Graphic by Ashley Averill

The use of car brights has become an epidemic that is causing alien blindness.

I hate you.

You know who you are. It’s the guy with the jacked up headlights on his shitty 2000 F-150.

I don’t understand the need to want to blind every driver passing you so you can see a little more ahead of you. The lights that come with the car work PERFECTLY FINE.

I see these bright ass headlights in the weirdest places, like in St. Clair Shores where there are literally street lights on every single road. But, sure, you definitely need to see 17 miles in front of you.

You might think, “Oh, but out in the country it gets really dark, and deer are crazy.”

To that, I agree. But, why is it necessary to have that much extra light in a well-lit suburb or just driving down the expressway? Are you trying to send a signal to aliens on Mars?

My eyes are tired from dealing with your stupidity. If I had one dollar for every time I got blinded over school, I’d be a millionaire.

You don’t need to add special LED lights to your car. It comes with brights for a reason.

Speaking of brights, the best is when you’re driving down that winding road by Meadow Brook Amphitheatre, and the person coming the opposite way just leaves their brights on. Thank you, sir. Now, I can’t see out of my left eyeball.

There’s also the drivers who know you’re in front of them, but still leave their brights on because they obviously can’t see your car right in front of them. Thanks, dude. Now, I can’t see shit out of my mirror.

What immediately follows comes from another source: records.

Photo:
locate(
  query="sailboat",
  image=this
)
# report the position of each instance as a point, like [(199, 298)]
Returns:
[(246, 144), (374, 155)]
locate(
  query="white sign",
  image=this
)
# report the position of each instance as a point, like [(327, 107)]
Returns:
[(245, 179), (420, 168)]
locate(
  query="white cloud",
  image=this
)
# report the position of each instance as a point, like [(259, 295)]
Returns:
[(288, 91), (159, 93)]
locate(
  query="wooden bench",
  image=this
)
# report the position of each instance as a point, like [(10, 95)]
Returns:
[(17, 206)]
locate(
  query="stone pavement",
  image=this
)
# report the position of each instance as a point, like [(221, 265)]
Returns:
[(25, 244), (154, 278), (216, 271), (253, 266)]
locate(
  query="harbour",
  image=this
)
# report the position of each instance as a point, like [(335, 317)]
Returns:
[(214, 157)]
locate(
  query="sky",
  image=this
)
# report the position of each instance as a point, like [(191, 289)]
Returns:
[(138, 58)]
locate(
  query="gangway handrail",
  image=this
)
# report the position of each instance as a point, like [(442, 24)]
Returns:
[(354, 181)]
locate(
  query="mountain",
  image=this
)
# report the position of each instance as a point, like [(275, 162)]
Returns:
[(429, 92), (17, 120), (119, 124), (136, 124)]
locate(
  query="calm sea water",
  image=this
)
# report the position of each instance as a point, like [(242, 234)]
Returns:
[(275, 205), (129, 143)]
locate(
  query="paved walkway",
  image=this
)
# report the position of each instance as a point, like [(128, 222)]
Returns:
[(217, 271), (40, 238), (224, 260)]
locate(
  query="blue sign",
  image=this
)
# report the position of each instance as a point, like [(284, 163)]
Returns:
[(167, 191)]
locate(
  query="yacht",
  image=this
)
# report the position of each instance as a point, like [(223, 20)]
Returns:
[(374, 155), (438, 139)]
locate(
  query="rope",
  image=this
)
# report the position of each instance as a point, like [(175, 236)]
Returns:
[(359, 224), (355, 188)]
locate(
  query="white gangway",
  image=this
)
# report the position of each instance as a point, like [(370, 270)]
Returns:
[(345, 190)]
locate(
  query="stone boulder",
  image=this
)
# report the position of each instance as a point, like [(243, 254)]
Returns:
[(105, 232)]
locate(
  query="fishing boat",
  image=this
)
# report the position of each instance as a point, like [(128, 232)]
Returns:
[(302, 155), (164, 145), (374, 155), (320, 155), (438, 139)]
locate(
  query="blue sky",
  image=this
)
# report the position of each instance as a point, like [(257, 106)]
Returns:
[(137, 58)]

I get that OU is in an area with fewer lights, but c’mon. The people who drive down Adams are at a totally new level of inconsiderate. Turn off your damn brights. You can see the road in front of you just fine. And if you can’t, then I think you might need to get your eyes checked out.

Just a couple days ago, I was driving on Avon and saw six deer on the side of the road. And, guess what? I didn’t even need my brights to see them because I’m not that damn lazy to turn my head to the side a little bit.

My second favorite thing behind people leaving their brights on is those cars that are now being made with extra blinding lights. I’m looking at those Jeep Wranglers and those boujee trucks.

Do you know how many times I’ve flashed a car with my brights because I thought they left theirs on and they just flash theirs back at me? It’s too many to keep track.

I just want to live in a simple world with simple lights. Is that too much to ask for? My eyeballs need a damn break.